2. In the USA the most comprehensive set of Preliminary Remediation Goals (PRGs) is from the Environmental Protection Agency (EPA) Region 9. A set of standards used in Europe exists and is often called the Dutch standards. The European Union (EU) is rapidly moving towards Europe-wide standards, although most of the industrialised nations in Europe have their own standards at present.
3. Once a site is suspected of being contaminated there is a need to assess the contamination. Often the assessment begins with preparation of a Phase I Environmental Site Assessment. The historical use of the site and the materials used and produced on site will guide the assessment strategy and type of sampling and chemical analysis to be done. Often nearby sites owned by the same company and have been reclaimed, levelled or filled, are also contaminated. For example, a car park may have been levelled by using contaminated waste in the fill. Ceiling dust, topsoil, surface and groundwater of nearby properties should also be tested, both before and after any remediation. This is a controversial step as: No one wants to have to pay for the cleanup of the site; If nearby properties are found to be contaminated it may have to be noted on their property title, potentially affecting the value; No one wants to pay for the cost of assessment.
4. In the US there has been a mechanism for taxing polluting industries to form a Superfund to remediate abandoned sites, or to litigate to force corporations to remediate their contaminated sites. Other countries have other mechanisms and commonly sites are rezoned to "higher" uses such as high density housing, to give the land a higher value so that after deducting clean up costs there is still an incentive for a developer to purchase the land, clean it up, redevelop it and sell it on.
5. Standards are set for the levels of dust, noise, odour, emissions to air and groundwater, and discharge to sewers or waterways of all chemicals of concern or chemicals likely to be produced during the remediation by processing of the contaminants. These are compared against both natural background levels in the area and standards for industrial zones and against standards used in other recent remediations. If the emission is emanating from an industrial area, it does not mean that in a nearby residential area there should be permitted any exceedances of the appropriate residential standards.
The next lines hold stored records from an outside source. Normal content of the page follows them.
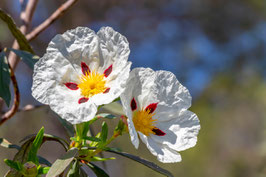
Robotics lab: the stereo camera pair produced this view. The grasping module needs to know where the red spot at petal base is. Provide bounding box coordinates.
[130,98,137,111]
[64,82,79,90]
[103,88,110,93]
[103,65,113,77]
[145,103,158,114]
[152,128,166,136]
[78,97,89,104]
[81,62,91,75]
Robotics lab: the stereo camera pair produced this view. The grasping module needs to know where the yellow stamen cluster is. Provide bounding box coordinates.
[78,72,107,98]
[133,110,156,136]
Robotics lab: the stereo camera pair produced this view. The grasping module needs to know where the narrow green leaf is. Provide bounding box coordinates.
[38,156,52,167]
[9,49,40,69]
[96,113,116,119]
[106,149,174,177]
[0,51,11,107]
[55,114,75,137]
[79,168,88,177]
[90,156,115,161]
[46,148,78,177]
[0,138,20,150]
[101,122,108,143]
[28,127,44,165]
[6,134,69,177]
[82,122,90,138]
[4,159,23,171]
[0,9,34,53]
[20,133,69,151]
[67,159,80,177]
[87,163,109,177]
[38,167,50,175]
[6,139,34,177]
[83,136,101,142]
[102,102,124,115]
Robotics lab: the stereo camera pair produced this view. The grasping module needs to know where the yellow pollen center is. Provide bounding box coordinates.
[78,72,107,98]
[133,109,157,136]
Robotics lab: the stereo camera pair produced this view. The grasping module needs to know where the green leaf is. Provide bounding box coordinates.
[83,136,101,142]
[38,167,50,175]
[38,156,52,167]
[67,159,80,177]
[90,156,115,161]
[96,113,116,119]
[106,149,174,177]
[9,49,40,69]
[82,122,90,138]
[55,114,75,137]
[102,102,124,115]
[27,127,44,165]
[20,133,69,151]
[0,138,20,150]
[0,51,11,107]
[46,148,78,177]
[0,9,34,53]
[100,122,108,143]
[6,134,69,177]
[6,140,33,177]
[4,159,23,171]
[87,163,109,177]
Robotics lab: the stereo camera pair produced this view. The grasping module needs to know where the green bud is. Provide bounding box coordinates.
[23,162,38,177]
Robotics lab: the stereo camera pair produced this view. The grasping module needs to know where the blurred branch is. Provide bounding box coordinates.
[26,0,78,41]
[8,0,38,70]
[0,61,20,125]
[1,104,47,114]
[0,0,78,113]
[0,0,38,117]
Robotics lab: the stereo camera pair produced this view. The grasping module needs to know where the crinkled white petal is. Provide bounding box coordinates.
[139,132,182,163]
[151,110,200,151]
[127,115,139,149]
[91,27,131,105]
[32,27,131,124]
[90,62,131,105]
[121,68,200,162]
[32,53,79,104]
[47,27,100,74]
[49,85,97,124]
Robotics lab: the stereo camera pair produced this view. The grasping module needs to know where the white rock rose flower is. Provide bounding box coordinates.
[32,27,131,124]
[121,68,200,163]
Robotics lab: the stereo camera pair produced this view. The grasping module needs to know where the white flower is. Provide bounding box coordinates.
[32,27,131,124]
[121,68,200,163]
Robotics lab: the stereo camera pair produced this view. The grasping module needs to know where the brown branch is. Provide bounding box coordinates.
[0,0,38,119]
[0,60,20,125]
[26,0,78,41]
[8,0,38,70]
[0,0,78,120]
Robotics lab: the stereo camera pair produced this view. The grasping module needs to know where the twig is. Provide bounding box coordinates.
[26,0,78,41]
[8,0,38,70]
[1,104,46,114]
[0,0,38,125]
[0,61,20,126]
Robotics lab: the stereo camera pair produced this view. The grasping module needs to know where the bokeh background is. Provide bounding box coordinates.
[0,0,266,177]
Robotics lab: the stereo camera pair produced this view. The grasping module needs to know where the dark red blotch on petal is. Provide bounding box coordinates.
[81,62,91,75]
[78,97,89,104]
[103,65,113,77]
[103,88,110,93]
[152,128,166,136]
[64,82,79,90]
[145,103,158,114]
[130,98,137,111]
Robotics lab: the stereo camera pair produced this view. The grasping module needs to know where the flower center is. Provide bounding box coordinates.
[133,109,156,136]
[78,71,107,98]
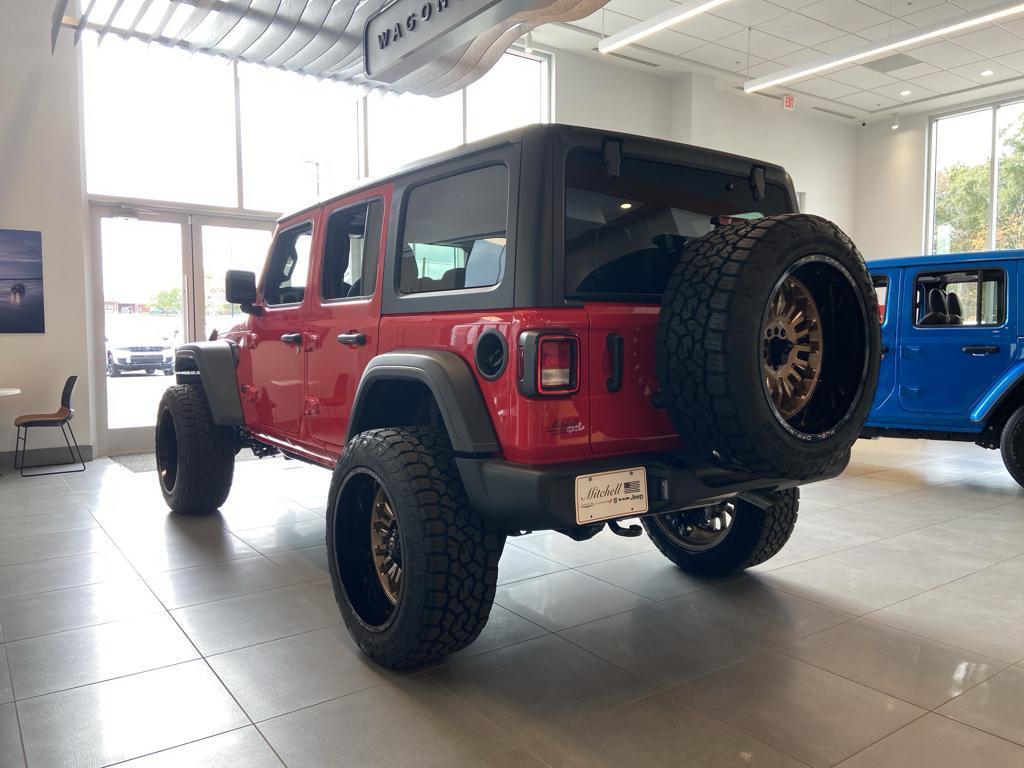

Monitoring for compliance against standards is necessary to ensure that exceedances are detected and reported both to authorities and the local community.
Enforcement is necessary to ensure that continued or significant breeches result in fines or even a jail sentence for the polluter.
Penalties must be significant because otherwise fines are treated as a normal expense of running business. Compliance must be cheaper than to have continuous breeches.
6. Remediation technologies are many and varied but can be categorised into ex-situ and in-situ methods. Ex-situ methods involve excavation of effected soils and subsequent treatment at the surface, In-situ methods seek to treat the contamination without removing the soils.